= Harry Davis (potter) =

Welsh-born New Zealand potter

Harry and May Davis after their arrival in New Zealand, August 1962

Harry Clemens Davis (20 November 1910 – 7 July 1986) was a Welsh-born New Zealand potter, and husband of May Davis.

==Biography==

Harry Davis demonstrating in Sydney, 1972

Davis was born in Cardiff, Wales in 1910, the only child of a Swiss mother and English father. He was educated in Switzerland and England, and was fluent in German. After school he was sent to the Bournemouth School of Art where the pottery class was oversubscribed. Undaunted, he worked in the pottery room after hours, turning out large numbers of enormous pots which drew the attention of the headmaster. He was sent to Broadstone Potters, near Poole, which had been established in 1928 by Lancelot Cayley Shadwell and Mary Longbottom. Initially, he worked as a decorator, responsible for the "Joyous Pottery" range, but soon showed interest in all aspects of the craft. He came under the tutelage of a certain Mr. Bean who instructed him in the skills needed at a potter's wheel.

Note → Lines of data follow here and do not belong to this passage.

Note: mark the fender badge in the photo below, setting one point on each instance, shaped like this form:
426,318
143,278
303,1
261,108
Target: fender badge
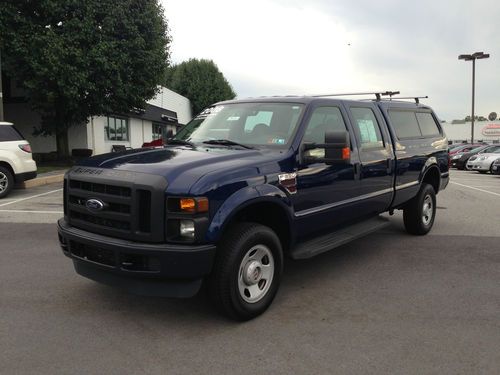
289,182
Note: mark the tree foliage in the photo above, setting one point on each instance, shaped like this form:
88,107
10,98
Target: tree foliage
78,59
201,81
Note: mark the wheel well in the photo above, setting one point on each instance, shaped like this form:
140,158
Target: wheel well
271,215
7,165
432,177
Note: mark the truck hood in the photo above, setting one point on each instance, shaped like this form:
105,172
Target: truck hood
182,166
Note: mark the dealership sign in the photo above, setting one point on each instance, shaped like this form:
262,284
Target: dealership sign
491,130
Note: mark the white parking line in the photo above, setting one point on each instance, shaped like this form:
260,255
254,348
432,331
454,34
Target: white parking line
33,196
472,187
33,212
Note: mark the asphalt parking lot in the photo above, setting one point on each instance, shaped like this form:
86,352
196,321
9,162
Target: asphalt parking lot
387,303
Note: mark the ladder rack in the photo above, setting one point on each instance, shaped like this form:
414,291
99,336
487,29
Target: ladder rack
378,95
416,98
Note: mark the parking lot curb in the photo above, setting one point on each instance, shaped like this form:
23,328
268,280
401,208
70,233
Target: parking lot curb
43,179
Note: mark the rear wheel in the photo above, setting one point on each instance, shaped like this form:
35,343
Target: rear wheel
419,213
6,182
247,271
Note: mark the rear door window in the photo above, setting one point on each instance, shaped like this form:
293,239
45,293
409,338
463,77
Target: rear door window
9,133
428,125
405,124
367,127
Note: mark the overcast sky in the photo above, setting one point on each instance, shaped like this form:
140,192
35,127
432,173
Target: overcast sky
295,47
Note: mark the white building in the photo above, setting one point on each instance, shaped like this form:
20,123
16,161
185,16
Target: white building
485,131
163,114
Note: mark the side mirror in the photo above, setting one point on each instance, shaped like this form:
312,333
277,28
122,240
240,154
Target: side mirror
337,149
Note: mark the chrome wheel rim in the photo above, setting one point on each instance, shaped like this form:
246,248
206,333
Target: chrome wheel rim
3,182
255,273
427,210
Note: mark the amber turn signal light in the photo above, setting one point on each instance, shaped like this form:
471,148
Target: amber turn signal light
193,204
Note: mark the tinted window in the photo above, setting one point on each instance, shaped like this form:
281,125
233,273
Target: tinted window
367,127
427,124
405,124
9,133
323,119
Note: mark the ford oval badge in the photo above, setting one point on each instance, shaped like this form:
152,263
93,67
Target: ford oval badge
94,204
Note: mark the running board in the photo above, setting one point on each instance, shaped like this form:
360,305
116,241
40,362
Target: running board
332,240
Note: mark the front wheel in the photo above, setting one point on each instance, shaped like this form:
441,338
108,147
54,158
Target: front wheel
419,213
247,271
6,182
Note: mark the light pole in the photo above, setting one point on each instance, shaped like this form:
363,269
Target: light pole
473,57
1,93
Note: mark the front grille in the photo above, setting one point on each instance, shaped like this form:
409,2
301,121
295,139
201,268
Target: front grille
130,205
100,188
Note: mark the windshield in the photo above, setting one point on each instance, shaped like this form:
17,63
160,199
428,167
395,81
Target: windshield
270,124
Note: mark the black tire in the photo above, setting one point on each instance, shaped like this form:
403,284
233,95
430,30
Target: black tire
234,260
418,216
6,182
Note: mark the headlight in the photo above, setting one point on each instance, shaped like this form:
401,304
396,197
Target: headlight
187,229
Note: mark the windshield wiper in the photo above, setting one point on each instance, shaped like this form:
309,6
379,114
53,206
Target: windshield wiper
180,142
226,142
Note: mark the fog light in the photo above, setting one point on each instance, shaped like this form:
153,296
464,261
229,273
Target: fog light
187,229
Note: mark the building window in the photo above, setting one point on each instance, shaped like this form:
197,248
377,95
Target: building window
157,131
116,129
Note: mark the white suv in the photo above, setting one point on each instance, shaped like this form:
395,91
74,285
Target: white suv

With the demise of Broadstone Potters in 1933, he applied for a job with the studio potter, Bernard Leach, and ended up working for him and David Leach at the Leach Pottery in St Ives, Cornwall. Davis acknowledged the invaluable experience he gained from Bernard Leach, especially for the honing of his aesthetic appreciation of ceramics. During this period he spent long hours in London museums, making copious notes and drawings of pots he found interesting.

He left St Ives in 1937 to become Head of the Art School at Achimota College on the Gold Coast (present-day Ghana). Here he examined the feasibility of manufacturing tiles, bricks and pots. In London in 1938 he married May Davis, whom he had met at Leach Pottery, and she accompanied him on his return to Africa. The outbreak of World War II found May stuck in England and Harry in Africa. He remained until 1942, managing to find local sources of clay and glazes. Davis recommended that Michael Cardew succeed him.

In the interim May had joined the "Hutterian Society of Brothers" aka the Bruderhof Communities and moved to Paraguay, the only country willing to harbour a pacifist community such as theirs. Harry eventually joined her there towards the end of the war, but had trouble in accepting the group's way of life. Harry and May found themselves in nearby Asunción where Harry obtained work in a pipe and tile factory. Not long after they moved to Patagonia, and he found work with a china clay company.

Returning to England in 1946, they started up "Crowan Pottery", near Praze-An-Beeble in Cornwall, producing domestic ware. The fine appearance and strength of Crowan pots became legendary. Despite having managed the flourishing pottery for 16 years, the couple became restless. With the Cold War becoming ever more threatening, they chose to emigrate to New Zealand in 1962, arriving with four children and their apprentice, Stephen Carter. They founded the "Crewenna Pottery" at Wakapuaka near Nelson.

Wanderlust once more gripped them. Harry set off to Peru in 1972, with May following a year later. Here they spent eight years of their life building a pottery at Izcuchaca District, 9,500 feet high in the Andes. In 1979 May returned to New Zealand and Harry, in poor health, shortly after. He died at "Crewenna" in 1986.

Davis travelled widely, lecturing on pottery, and writing "The Potters Alternative" as well as an unpublished autobiography.